留学生の確定申告

 

個人所得税申告に必要な情報も揃いはじめ申告の準備を進めている頃かと思われます。毎年この時期になると自分は申告する必要があるのか疑問に感じる方が多々いらっしゃると思いますので、今月は留学生の申告について紹介したいと思います。

 
留学生も申告する必要がある

あまり知られていない事ですが、実は学生ビザでアメリカに滞在されている留学生も何らかの書類を IRS へ提出する必要があります。提出書類はそれぞれ収入があるか無いかによって異なり、大半の方が収入が無い条件で必要書類を提出する事が一般的になります。

① 収入がない場合(仕送りのみ)

収入が無ければアメリカで確定申告をする必要が無いと思われている方が多数いるようですが、実は学生ビザ (F-1) でアメリカに留学されている方も収入の有無に係わらずアメリカで申告をする必要があります。
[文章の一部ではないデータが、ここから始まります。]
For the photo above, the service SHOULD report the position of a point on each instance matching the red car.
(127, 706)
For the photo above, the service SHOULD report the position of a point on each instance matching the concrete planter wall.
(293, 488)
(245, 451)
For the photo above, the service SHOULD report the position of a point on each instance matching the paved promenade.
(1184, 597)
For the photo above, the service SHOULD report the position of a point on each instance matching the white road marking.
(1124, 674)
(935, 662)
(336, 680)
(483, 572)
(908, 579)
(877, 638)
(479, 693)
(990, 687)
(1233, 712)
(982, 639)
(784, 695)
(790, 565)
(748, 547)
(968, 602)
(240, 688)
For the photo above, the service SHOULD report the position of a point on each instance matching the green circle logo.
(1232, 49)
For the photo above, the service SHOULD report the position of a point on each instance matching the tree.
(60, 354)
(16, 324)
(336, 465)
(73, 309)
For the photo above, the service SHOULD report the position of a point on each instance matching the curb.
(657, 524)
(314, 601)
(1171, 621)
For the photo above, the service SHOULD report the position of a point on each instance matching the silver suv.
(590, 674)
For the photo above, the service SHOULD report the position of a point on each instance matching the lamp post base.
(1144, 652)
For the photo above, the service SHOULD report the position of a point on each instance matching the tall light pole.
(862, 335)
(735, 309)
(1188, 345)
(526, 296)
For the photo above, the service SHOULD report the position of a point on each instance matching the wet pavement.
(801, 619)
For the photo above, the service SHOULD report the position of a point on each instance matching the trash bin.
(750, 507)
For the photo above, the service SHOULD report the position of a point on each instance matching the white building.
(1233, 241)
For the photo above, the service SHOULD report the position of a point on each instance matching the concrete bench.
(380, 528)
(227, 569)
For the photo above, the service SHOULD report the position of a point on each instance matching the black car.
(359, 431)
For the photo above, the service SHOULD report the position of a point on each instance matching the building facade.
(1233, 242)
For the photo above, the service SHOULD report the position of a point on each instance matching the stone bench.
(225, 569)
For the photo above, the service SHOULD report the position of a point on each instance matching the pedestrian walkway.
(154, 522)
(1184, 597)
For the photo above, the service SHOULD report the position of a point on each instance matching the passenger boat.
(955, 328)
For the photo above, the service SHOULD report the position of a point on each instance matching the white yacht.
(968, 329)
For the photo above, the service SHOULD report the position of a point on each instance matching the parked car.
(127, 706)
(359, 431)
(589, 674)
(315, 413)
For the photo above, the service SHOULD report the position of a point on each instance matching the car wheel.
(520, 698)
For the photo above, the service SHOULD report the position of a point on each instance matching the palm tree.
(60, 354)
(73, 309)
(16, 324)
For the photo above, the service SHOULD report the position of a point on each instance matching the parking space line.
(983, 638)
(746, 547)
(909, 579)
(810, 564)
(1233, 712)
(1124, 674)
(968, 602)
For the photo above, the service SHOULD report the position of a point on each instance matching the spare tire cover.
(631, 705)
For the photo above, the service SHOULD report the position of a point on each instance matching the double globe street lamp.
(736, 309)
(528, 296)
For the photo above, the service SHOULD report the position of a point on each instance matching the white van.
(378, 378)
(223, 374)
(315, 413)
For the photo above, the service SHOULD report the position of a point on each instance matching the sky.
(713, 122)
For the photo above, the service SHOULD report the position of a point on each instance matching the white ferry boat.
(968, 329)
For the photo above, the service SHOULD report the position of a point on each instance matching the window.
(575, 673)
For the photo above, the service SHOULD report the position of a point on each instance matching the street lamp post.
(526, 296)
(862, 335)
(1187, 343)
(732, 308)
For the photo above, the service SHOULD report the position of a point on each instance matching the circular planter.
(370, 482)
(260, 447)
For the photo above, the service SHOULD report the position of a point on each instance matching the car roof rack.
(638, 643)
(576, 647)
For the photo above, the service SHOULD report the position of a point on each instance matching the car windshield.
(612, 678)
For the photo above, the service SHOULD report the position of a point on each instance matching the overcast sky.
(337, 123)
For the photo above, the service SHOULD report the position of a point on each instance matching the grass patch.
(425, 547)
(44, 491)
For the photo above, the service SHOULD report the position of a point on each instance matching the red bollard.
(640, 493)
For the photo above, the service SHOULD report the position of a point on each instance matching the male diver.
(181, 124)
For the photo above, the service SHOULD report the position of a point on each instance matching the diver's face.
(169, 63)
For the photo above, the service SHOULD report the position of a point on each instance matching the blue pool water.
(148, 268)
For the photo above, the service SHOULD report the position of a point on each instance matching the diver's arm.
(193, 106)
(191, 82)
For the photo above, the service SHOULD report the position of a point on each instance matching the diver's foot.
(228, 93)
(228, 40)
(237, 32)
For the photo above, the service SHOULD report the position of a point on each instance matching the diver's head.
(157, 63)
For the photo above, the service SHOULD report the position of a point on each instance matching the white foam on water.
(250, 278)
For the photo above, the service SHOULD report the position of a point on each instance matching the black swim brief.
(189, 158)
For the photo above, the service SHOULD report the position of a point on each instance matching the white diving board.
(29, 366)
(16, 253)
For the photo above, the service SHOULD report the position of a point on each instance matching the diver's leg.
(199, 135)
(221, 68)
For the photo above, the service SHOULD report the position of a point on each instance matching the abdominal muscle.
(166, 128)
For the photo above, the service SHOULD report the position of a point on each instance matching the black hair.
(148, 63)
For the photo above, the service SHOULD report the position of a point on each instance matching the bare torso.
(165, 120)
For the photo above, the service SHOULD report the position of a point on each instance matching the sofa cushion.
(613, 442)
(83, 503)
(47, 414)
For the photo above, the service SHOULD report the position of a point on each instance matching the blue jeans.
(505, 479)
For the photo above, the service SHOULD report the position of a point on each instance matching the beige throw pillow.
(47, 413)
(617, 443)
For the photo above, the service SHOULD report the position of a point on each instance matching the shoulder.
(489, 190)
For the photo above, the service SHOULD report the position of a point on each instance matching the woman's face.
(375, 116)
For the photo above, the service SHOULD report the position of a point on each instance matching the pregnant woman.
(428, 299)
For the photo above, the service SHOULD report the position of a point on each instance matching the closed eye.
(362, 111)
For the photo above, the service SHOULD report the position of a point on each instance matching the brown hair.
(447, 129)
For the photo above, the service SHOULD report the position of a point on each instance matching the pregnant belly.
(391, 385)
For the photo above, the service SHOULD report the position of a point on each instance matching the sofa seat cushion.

通常、アメリカに滞在している外国人は、「実質的滞在条件」 (Substantial Presence Test) により「居住者」または「非居住者」に区分され、それにより課税所得の範囲が決定されます。

学生ビザでアメリカに留学されている方は、米国税法上「実質的滞在条件」の特別免除 (Exempt Individual) を受け、実際の滞在日数に関係なく常に非居住者扱いとなります。そのため日本からの仕送りのみで生計を立てている留学生は所得税を申告する必要はありませんが、米国税法上非居住者扱いである事を証明するための書類(様式8843)を6月15日までに提出する必要があります。

② 収入がある場合

学生ビザでアメリカに留学されている方で日本からの仕送り以外の収入(奨学金、課税対象所得、企業給付金)がある方は、前述の様式8843 と共に非居住者所得税申告書(様式1040NR)を4月15日までに提出する義務があります。ただし、留学期間中に日本から受け取る給付金(企業給付金、奨学金)については、日米租税条約(第19条)により非課税扱いとなるため税金は発生いたしません。また日米租税条約の恩恵は自動的に受けることが出来ませんので、所得税申告書に租税条約開示書(様式8833)を添付する必要があります。

現地でアルバイトや教育助手として受け取る収入は、米国源泉所得となりますので課税対象収入として申告する必要があります。学位取得目的で支給され、学費や教材費として使われる米国の奨学金は非課税扱いとなりますが、語学研修として受け取る奨学金、または学費や教材費以外に奨学金が使われた場合には同額が課税の対象になりますのでご注意ください。

③ 実務研修生(OPT所持者)の取り扱い

実務研修生 (Optional Practical Training) として得た収入は全て課税対象となるため、通常の所得同様申告をする必要があります。アメリカ在留身分は変更無く留学生となりますので、特別免除開示書(様式8843)と非居住者所得税申告書(様式1040NR)を4月15日までに提出する必要があります。